The Philosophy of the Few against the Christians: An Inquiry into the Textual Transmission of Porphyry’s Philosophy according to the Chaldean Oracles ... Neoplatonism, and the Platonic Tradition, 31)
This book is a precise giant, dealing with scattered knowledge like a vulture, a corax, or a hyena—and by no means do I intend to demean its genius. I approached it equipped with volumes of background knowledge and theurgic praxis pursued for years in the privacy of the noetic and noeric realms; yet, I felt like a schoolboy. I was instructed in apophatic approaches: how to delineate the known through the completely unknown—a sociology of ignorance born of the author's committed love for the topic.
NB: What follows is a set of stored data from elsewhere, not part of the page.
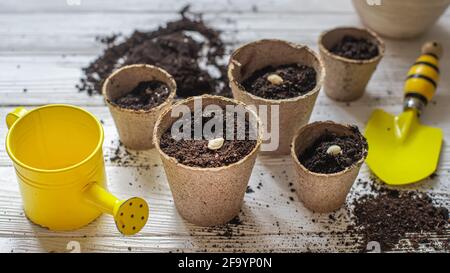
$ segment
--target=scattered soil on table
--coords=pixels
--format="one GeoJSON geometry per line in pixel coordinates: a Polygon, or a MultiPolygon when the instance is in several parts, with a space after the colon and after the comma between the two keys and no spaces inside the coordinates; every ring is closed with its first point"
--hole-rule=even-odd
{"type": "Polygon", "coordinates": [[[131,110],[150,110],[162,104],[170,95],[169,87],[160,81],[140,82],[130,93],[113,101],[131,110]]]}
{"type": "Polygon", "coordinates": [[[308,170],[325,174],[337,173],[352,166],[366,156],[368,145],[358,128],[351,128],[355,135],[338,136],[333,132],[326,132],[298,155],[299,161],[308,170]],[[328,154],[328,148],[333,145],[339,146],[342,153],[328,154]]]}
{"type": "MultiPolygon", "coordinates": [[[[225,112],[225,111],[224,111],[225,112]]],[[[208,148],[208,140],[203,138],[201,140],[194,139],[195,124],[202,124],[202,128],[215,115],[211,116],[193,115],[191,119],[191,139],[175,140],[171,135],[171,127],[162,135],[160,140],[161,150],[168,156],[174,157],[181,164],[202,167],[202,168],[216,168],[230,165],[238,162],[246,155],[248,155],[256,146],[256,140],[250,140],[250,125],[248,120],[245,121],[245,140],[238,140],[238,123],[237,114],[224,115],[223,117],[223,131],[214,132],[215,136],[226,136],[226,122],[228,118],[234,118],[234,138],[227,140],[223,146],[218,150],[210,150],[208,148]]]]}
{"type": "Polygon", "coordinates": [[[369,60],[380,54],[376,43],[348,35],[344,36],[330,51],[341,57],[353,60],[369,60]]]}
{"type": "Polygon", "coordinates": [[[267,66],[255,71],[243,81],[244,89],[265,99],[289,99],[308,93],[316,87],[316,71],[314,68],[301,64],[288,64],[277,67],[267,66]],[[278,75],[283,82],[273,84],[270,75],[278,75]]]}
{"type": "Polygon", "coordinates": [[[362,232],[366,244],[376,241],[383,251],[394,248],[407,233],[448,234],[448,210],[417,191],[381,188],[376,195],[355,200],[354,215],[355,229],[362,232]]]}
{"type": "Polygon", "coordinates": [[[254,193],[254,192],[255,192],[255,191],[252,189],[252,187],[247,186],[247,189],[245,190],[245,193],[250,194],[250,193],[254,193]]]}
{"type": "MultiPolygon", "coordinates": [[[[141,151],[133,151],[132,153],[128,151],[120,140],[111,141],[111,146],[116,146],[113,153],[109,155],[108,159],[111,163],[117,166],[129,167],[137,166],[141,162],[140,154],[141,151]]],[[[148,165],[141,166],[147,167],[148,165]]]]}
{"type": "Polygon", "coordinates": [[[223,227],[220,227],[221,231],[217,233],[218,236],[225,236],[227,238],[232,238],[233,236],[240,234],[239,226],[242,225],[242,221],[239,216],[231,219],[230,222],[225,224],[223,227]]]}
{"type": "MultiPolygon", "coordinates": [[[[439,252],[450,251],[448,222],[441,221],[448,219],[444,206],[447,202],[433,200],[433,194],[393,189],[372,176],[368,180],[358,178],[350,195],[352,201],[345,206],[346,216],[341,220],[351,224],[347,224],[345,232],[342,233],[344,236],[336,242],[338,245],[352,246],[360,252],[379,250],[375,244],[369,247],[369,242],[379,243],[381,251],[416,251],[421,248],[439,252]],[[438,202],[442,205],[438,205],[438,202]],[[439,216],[439,211],[443,213],[442,217],[439,216]],[[422,215],[427,212],[428,215],[422,215]],[[372,214],[377,215],[378,219],[375,216],[367,216],[372,214]],[[414,221],[411,215],[416,215],[414,221]],[[433,215],[436,216],[434,220],[421,223],[429,221],[428,217],[433,218],[433,215]],[[383,223],[385,219],[389,222],[383,223]],[[442,222],[444,227],[428,229],[433,222],[442,222]]],[[[342,210],[330,214],[329,224],[332,226],[327,228],[334,235],[339,234],[335,231],[339,222],[336,217],[338,213],[342,213],[342,210]]]]}
{"type": "Polygon", "coordinates": [[[144,63],[167,70],[175,78],[179,97],[203,93],[231,96],[220,32],[205,25],[201,14],[190,13],[189,6],[180,14],[177,21],[150,32],[136,30],[121,42],[117,42],[118,34],[98,38],[106,49],[83,68],[78,90],[101,94],[104,79],[114,70],[144,63]]]}
{"type": "MultiPolygon", "coordinates": [[[[239,215],[231,219],[228,223],[220,226],[214,226],[214,227],[197,227],[198,231],[201,232],[208,232],[211,234],[214,234],[217,237],[226,237],[226,238],[233,238],[237,236],[244,236],[244,234],[241,233],[242,225],[244,225],[244,221],[241,220],[241,217],[245,217],[245,214],[243,211],[240,211],[239,215]]],[[[193,234],[194,235],[194,234],[193,234]]],[[[207,240],[209,243],[212,243],[213,248],[219,248],[220,246],[218,243],[216,243],[216,240],[207,240]]],[[[225,245],[222,248],[222,251],[225,251],[227,248],[232,248],[232,244],[225,245]]],[[[207,252],[208,249],[204,249],[204,252],[207,252]]]]}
While I initially intended to scavenge the "useful" from the "superficial" for my theological perspectives, I found not a single superficiality in this book; it is entirely a question of utility. I am thankful to Pier Franco Beatrice for such a great contribution, especially in these dark times, when the "philosophy of the few" in Plato’s cave has become a weeping across the catacombs, daring to shed the illuminative torches of Hekate to guide us through the dark caverns of Hades. All in all, it is a pity Porphyry’s On the Styx did not survive. As a Dante Intrepid, I could attempt to reconstruct his philosophies on the topic, albeit in a wholly modernized form, and without the pretense of uttering a truth that never belonged to mortals.